By IANS,
Washington : Thieves are lifting hundreds of thousands of gleaming new laptops from college campuses, libraries, cafeterias and airports every year. Now a new tool created by researchers – including an Indian American – from universities of Washington and California (San Diego) will play spoilsport for such thieves.
The developers are Thomas Ristenpart, a doctoral student at University of California (UC) San Diego; Gabriel Maganis, University of Washington (UW) undergraduate; Tadayoshi Kohno, a UW assistant professor of computer science and engineering and Arvind Krishnamurthy, a UW research assistant professor.
The software not only becomes a virtual watchdog for your precious machine – reporting the laptop’s location when it connects to the Internet – but does so without letting anybody but you monitor your whereabouts.

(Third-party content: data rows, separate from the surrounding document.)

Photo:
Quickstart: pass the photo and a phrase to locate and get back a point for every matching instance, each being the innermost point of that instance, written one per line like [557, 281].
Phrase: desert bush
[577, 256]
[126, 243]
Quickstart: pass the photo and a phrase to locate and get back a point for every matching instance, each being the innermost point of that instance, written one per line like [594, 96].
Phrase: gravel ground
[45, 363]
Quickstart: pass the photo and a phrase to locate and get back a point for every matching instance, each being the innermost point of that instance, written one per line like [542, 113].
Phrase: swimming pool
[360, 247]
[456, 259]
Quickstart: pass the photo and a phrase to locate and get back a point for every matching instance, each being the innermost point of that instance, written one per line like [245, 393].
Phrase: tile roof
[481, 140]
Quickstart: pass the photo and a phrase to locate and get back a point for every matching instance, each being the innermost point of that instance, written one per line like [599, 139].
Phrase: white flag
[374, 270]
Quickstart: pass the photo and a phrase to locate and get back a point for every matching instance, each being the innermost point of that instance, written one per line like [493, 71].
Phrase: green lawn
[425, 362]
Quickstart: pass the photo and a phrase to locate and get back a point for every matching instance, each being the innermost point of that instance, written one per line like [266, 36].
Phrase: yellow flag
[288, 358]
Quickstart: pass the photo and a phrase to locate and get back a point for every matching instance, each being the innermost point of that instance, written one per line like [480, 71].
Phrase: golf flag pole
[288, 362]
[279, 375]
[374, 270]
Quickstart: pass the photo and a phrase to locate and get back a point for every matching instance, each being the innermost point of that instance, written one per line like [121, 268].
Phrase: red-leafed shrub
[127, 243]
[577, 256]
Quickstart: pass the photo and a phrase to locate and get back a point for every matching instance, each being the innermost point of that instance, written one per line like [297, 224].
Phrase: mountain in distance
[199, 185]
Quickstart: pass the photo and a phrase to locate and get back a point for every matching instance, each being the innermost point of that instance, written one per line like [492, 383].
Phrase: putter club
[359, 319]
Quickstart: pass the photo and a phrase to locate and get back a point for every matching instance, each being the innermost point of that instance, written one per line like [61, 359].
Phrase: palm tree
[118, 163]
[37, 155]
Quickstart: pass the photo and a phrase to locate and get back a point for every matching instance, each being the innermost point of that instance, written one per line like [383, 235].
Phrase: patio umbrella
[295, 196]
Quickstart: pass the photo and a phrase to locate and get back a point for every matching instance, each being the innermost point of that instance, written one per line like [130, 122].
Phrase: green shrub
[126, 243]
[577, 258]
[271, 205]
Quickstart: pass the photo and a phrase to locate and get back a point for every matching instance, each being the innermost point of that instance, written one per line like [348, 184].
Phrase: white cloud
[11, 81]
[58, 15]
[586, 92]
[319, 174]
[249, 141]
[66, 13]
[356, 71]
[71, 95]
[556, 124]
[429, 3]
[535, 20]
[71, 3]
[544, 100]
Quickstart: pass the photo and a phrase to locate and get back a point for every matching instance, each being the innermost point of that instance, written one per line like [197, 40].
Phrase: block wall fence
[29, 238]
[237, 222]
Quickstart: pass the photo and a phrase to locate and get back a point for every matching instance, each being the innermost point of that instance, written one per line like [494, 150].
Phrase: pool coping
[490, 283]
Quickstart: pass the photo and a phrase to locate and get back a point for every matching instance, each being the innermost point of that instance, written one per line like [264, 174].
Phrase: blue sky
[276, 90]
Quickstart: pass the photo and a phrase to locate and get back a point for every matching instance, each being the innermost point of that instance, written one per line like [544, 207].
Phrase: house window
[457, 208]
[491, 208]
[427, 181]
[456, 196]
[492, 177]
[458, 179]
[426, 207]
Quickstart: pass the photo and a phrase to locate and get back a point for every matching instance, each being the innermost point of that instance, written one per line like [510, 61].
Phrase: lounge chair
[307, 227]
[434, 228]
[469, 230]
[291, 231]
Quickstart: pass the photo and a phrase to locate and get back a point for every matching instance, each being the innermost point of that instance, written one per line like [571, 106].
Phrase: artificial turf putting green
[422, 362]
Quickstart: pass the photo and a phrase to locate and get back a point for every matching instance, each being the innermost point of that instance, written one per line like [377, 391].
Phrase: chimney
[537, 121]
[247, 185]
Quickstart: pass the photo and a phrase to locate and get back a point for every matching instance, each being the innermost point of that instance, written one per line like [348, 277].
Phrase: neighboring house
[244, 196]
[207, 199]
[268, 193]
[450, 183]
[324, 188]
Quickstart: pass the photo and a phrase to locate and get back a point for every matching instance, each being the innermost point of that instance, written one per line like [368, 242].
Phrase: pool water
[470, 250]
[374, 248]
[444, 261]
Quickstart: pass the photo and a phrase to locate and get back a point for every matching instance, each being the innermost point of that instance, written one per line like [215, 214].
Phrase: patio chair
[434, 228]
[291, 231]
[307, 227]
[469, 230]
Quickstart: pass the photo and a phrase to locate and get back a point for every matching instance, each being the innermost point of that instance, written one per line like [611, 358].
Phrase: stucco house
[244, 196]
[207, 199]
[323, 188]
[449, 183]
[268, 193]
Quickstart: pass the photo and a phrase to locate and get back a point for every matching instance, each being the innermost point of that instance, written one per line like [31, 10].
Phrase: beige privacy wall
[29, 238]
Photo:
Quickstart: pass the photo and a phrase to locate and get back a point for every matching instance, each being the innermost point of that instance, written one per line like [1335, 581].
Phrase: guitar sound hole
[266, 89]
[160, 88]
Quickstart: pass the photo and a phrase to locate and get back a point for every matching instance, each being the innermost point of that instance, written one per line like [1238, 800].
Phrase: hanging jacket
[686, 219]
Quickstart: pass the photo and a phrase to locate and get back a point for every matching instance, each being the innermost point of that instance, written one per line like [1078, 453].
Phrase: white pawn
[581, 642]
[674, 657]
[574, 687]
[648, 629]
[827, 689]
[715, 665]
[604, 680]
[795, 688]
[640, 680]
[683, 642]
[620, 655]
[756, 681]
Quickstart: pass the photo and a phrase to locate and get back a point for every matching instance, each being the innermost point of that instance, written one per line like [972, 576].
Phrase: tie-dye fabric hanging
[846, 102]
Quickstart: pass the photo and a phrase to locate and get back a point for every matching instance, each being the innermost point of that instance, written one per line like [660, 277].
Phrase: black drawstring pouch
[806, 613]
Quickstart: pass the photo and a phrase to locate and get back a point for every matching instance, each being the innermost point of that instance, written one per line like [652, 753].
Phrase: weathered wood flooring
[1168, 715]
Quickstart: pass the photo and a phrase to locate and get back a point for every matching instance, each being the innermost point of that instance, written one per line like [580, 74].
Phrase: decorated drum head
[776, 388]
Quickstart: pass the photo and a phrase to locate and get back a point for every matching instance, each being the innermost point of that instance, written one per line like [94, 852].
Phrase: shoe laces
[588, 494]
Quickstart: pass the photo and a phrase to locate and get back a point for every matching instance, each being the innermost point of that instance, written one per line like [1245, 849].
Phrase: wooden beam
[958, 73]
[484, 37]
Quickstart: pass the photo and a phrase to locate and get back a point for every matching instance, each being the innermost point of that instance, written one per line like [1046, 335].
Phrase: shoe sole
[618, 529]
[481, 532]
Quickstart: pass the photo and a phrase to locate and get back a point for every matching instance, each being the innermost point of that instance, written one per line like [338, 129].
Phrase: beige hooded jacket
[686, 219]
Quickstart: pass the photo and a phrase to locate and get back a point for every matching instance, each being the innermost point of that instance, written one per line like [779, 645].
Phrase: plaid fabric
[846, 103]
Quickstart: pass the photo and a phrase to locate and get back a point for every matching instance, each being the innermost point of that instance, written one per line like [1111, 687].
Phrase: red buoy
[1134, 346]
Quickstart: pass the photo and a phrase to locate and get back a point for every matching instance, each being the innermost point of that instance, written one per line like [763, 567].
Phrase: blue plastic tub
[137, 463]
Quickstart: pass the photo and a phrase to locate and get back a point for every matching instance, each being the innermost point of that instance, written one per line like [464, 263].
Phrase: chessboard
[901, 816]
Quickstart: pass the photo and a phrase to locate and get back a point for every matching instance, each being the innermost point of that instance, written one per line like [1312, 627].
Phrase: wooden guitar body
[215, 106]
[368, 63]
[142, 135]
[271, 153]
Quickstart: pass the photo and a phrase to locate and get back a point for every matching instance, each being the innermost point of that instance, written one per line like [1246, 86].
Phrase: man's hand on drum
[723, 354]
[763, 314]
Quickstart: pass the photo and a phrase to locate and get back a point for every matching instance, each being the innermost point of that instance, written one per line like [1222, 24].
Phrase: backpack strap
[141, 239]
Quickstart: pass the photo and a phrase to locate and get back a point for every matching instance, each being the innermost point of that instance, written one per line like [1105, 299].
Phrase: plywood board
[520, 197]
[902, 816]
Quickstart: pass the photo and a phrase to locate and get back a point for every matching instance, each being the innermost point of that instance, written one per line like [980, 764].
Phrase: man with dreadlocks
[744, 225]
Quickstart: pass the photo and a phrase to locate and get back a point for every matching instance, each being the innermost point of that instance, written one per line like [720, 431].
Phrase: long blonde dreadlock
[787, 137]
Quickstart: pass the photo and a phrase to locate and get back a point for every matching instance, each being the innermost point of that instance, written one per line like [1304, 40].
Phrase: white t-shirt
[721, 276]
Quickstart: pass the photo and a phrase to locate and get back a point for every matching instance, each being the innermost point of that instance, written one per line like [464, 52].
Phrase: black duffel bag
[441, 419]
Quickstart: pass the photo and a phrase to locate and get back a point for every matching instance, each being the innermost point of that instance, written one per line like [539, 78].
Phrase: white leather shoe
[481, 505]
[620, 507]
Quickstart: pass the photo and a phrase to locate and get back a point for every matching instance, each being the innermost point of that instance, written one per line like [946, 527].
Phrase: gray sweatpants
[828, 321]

The tool is named Adeona, after the Roman goddess of safe returns. It works by using the Internet as a homing beacon. Once Adeona is installed, the machine will occasionally send its Internet protocol address and related information to OpenDHT, a free online storage network. This information can be used to establish the computer’s general location.
Since Adeona’s public release, more than 50,000 people have downloaded the free software under the open source licence. The current version works on desktop and laptop machines running Windows, Macintosh or Linux, according to a UW statement.
The researchers said they have already received numerous requests for an iPhone version. On a Macintosh computer, Adeona also uses the computer’s internal camera to take a photo that it sends to the same server.
Adeona was initially released for free under an open source licence in June, and further work will be presented at the ToorCon computer security conference in San Diego Sunday.
Unlike commercial systems, in which users surrender their location information to a company, Adeona scrambles the information so it must be deciphered using a password known only by the person who set up the account.
If the laptop is stolen, only the original owner can access the location data (and, for Macintosh users, a photo). The owner can then bring this information to the police to aid in tracking down the stolen machine. Even if the free OpenDHT storage network was hacked, the information would remain private.
“Adeona is free and easy to install, so anyone who owns a laptop, or even a small company, can use it to track their assets,” Maganis said. “We’re really hoping laptop users all over the world will install it on their machines.”
The tool resulted from an experiment in privacy protection that began two years ago.